Protest of Port Qasim dockworkers enters 10th day

By Zia Ur Rehman
October 05, 2018

Back in April 2016 when dockworkers of Port Qasim had organised a protest camp at the intersection of the National Highway and the port, Pakistan Tehreek-e-Insaf leaders, especially central leader Ali Haider Zaidi, visited regularly to criticise the then ruling Pakistan Muslim League-Nawaz government for not resolving the workers’ demands. However, on Thursday, 10 days into a similar ongoing protest, the workers were still waiting for a PTI leader to come offer support.
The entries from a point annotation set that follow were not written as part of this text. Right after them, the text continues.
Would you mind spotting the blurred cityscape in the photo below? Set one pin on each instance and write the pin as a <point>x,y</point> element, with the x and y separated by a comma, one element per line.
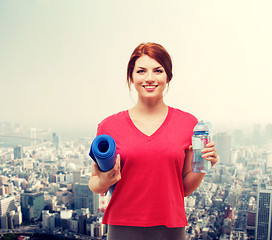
<point>44,187</point>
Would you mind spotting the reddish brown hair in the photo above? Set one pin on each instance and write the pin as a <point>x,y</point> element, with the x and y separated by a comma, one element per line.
<point>155,51</point>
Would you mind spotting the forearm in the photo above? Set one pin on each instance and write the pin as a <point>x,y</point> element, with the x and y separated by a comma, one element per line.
<point>96,186</point>
<point>191,182</point>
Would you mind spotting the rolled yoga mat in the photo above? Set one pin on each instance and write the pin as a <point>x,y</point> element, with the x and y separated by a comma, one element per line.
<point>103,152</point>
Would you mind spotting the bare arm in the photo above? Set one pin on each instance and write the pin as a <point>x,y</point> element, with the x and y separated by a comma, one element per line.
<point>100,181</point>
<point>192,180</point>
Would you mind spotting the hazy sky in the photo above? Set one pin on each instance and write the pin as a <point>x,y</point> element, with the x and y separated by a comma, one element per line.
<point>63,63</point>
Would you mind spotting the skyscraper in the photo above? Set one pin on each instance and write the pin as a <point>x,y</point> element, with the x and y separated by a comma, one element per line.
<point>85,198</point>
<point>264,215</point>
<point>32,204</point>
<point>55,138</point>
<point>223,147</point>
<point>18,152</point>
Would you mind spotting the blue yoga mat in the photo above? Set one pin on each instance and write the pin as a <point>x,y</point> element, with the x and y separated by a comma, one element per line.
<point>103,152</point>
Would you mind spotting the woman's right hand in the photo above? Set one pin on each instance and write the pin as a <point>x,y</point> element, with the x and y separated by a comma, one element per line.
<point>107,179</point>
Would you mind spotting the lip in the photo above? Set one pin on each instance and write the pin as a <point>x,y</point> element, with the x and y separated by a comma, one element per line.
<point>149,88</point>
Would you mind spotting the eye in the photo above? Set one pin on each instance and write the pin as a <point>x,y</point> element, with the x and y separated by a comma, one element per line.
<point>158,71</point>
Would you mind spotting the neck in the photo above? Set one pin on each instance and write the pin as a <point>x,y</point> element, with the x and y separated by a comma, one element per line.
<point>150,107</point>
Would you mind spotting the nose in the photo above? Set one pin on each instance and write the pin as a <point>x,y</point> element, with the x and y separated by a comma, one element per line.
<point>149,77</point>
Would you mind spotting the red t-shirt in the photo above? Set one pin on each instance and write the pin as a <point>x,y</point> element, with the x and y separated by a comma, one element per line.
<point>150,192</point>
Since September 24, more than 1,700 dock workers – most of them elderly – have been sitting at a protest camp outside the Karachi Press Club to pressure the government to resolve their issues. They are hopeful that like in 2016 this time too Ali Zaidi, who is now the federal minister for ports and shipping, will visit their camp to hear their problems. But, he has not visited in the past 10 days.
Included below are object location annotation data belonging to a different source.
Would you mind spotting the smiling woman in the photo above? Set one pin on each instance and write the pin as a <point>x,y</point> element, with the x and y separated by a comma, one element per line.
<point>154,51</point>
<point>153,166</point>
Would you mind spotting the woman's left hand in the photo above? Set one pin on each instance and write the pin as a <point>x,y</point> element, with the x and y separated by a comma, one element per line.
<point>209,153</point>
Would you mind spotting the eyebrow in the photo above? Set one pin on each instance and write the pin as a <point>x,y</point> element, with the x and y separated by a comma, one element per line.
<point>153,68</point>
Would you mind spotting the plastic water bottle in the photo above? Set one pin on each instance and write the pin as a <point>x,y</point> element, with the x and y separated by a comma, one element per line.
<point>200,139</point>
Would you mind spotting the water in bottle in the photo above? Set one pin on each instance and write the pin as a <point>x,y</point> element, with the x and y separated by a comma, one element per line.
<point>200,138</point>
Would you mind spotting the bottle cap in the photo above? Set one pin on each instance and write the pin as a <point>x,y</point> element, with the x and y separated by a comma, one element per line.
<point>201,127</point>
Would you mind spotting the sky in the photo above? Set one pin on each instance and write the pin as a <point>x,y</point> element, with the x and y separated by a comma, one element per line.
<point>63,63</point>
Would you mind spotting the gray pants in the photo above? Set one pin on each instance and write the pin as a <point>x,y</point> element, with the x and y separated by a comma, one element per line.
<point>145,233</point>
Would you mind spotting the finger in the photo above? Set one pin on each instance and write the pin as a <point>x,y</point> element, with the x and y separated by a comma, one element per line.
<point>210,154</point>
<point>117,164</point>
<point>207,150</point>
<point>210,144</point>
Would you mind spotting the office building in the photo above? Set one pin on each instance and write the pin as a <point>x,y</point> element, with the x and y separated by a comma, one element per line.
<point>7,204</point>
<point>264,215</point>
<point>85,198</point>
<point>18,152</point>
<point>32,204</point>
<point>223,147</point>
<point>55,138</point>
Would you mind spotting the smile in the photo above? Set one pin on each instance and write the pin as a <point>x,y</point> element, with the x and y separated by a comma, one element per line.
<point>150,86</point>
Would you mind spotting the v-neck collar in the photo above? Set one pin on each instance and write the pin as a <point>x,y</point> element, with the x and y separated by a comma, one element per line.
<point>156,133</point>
The dock workers said they had supported the PTI with the hope that the party will resolve their issues, but to no avail yet. According to trade union leader Abdul Wahid, there were seven berths in all at Port Qasim, the country’s second largest harbour. One was allocated for oil-carrying vessels and other liquids where dockworkers were not needed, while three others were sold to a private firm QICT, under the caretaker government of Moeenuddin Ahmed Qureshi in 1993.

He said that later in 2010, the Fauji Akbar Portia (FAP) Marine Terminal – a firm owned by the Fauji Foundation – was launched and the company brought in its own workers. The dockworkers who had then gathered to protest against the move were subjected to a brutal baton charge by law-enforcement agencies.

“And now, the port authorities want to sell two more berths,” Wahid said. “After the two berths are sold, there would only be one berth left which can possibly not accommodate the 1,751 registered dockworkers responsible for keeping a tally of the goods offloaded.”

Trade union leaders of the dockworkers association said the main objective of the protest was to ensure that the authorities agreed to the workers’ terms and conditions, but most of all job security. The peaceful protest, according to them, had gotten them nowhere as they complained of the port authorities’ indifference despite 10 days having passed since they set up the camp.

The labour leaders said they now felt compelled to warn authorities of both Port Qasim and Karachi Port of suspending all operations as the last resort if their demands are continued to be ignored.